There was something niggling her, a thought that she couldn’t quite get hold of. She could see how her mother would be run ragged and struggling to cope with a house full of adults, but she couldn’t understand why anyone in her position would fight to add an extra person into the mix, an extra mouth to feed. It simply didn’t make any sense.
When Ray had unexpectedly turned up on the doorstep a few weeks previously to order her home, Ruby had been mortified. The gawky schoolboy she remembered had turned into a sneering young man. Ray Blakeley had gone from rowdy boy to ill-mannered lout, the kind of person Babs and George had always encouraged her to avoid at all costs.
‘Ruby? There’s someone here to see you. I’ve sent him round to the front door,’ George had shouted through the hatch in the door that joined his
village surgery to the house.
Ruby had run down the stairs from her bedroom expecting to see one of her friends in the lobby, but instead there was a young man. She looked at him curiously for a moment and then realised.
‘Ray? What are you doing here?’ She couldn’t keep the shock out of her voice.
‘Now that’s not a nice way to talk to your big brother, is it, Rubes?’ he grinned. ‘No hello? No long time no see? No nothing at all?’ With both hands in his pockets he looked her up and down critically and shook his head. ‘I dunno, look at you done up like a dog’s dinner.

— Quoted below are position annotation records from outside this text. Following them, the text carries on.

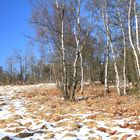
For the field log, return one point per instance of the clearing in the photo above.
(39, 112)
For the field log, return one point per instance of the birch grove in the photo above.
(94, 41)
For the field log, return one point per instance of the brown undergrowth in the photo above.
(94, 100)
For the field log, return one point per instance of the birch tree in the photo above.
(130, 37)
(110, 45)
(124, 50)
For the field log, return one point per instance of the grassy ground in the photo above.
(46, 115)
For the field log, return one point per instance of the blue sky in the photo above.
(14, 22)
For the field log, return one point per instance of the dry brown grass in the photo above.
(114, 105)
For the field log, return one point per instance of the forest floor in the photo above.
(39, 112)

Looks like I got here just in time before you get any more stupid ideas above your station. Mum told me you’re all la-di-dah now.’

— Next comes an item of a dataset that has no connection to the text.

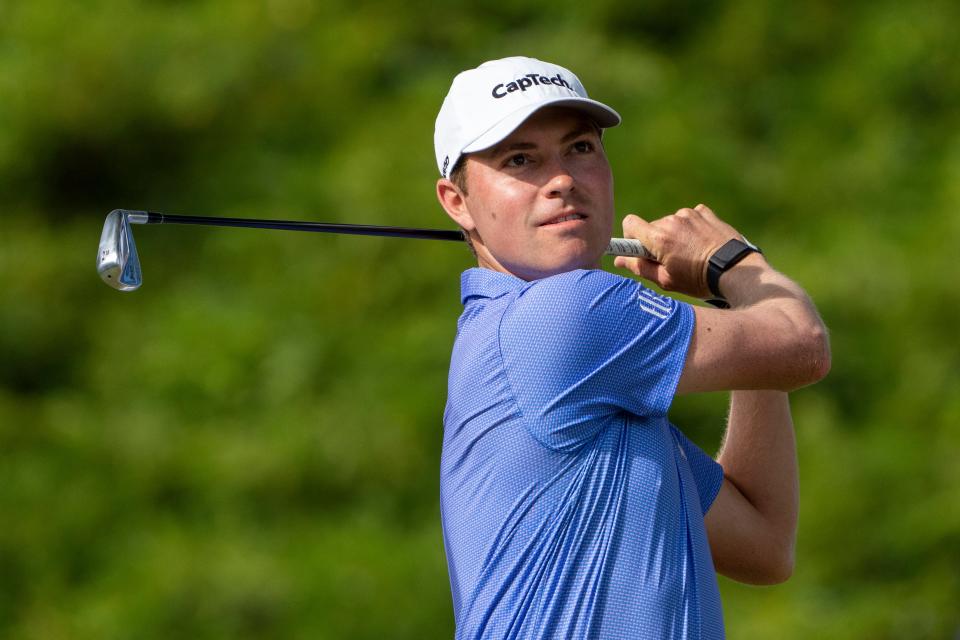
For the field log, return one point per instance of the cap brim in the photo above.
(604, 116)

‘I’ve just got back from the town; I was just going to get changed,’ she countered defensively.
‘Just got back from the town,’ he mimicked her voice and enunciation with a wide grin. ‘Just got back from the town. Posh talk there girl.’
As a bright scarlet blush crept up her face, Ruby could feel herself shrivelling inside, reverting back to the trampled-over child she had been before her evacuation. But then she noticed Babs standing in the kitchen doorway, observing quietly, and her confidence returned.
‘Aunty Babs, this is my oldest brother, Ray. He’s come to see me,’ Ruby said brightly, looking for a distraction.
Ray glanced dismissively at the woman before turning his attention back to Ruby.
‘Oh, no, you’ve got it wrong, Rubes. I haven’t come to see you, I’ve come to take you back home. Now.’
‘But I don’t want to go back.’ As soon as the words were out she realised she’d made a mistake. ‘I mean, I’m not ready. You can’t just turn up without warning and expect me to go with you. I’ve got school and all sorts of things …’
‘No choice there, Rubes darling. School’s done for you, and Mum wants you back home, what with the old man more than likely dead … please God.’ He paused and grinned before continuing, ‘But you know that. Enough mucking around – she’s writ often enough – so now she’s asked me to come and get you; drag you, if I have to. Time to stop being all duchesslike and get back to where you belong.’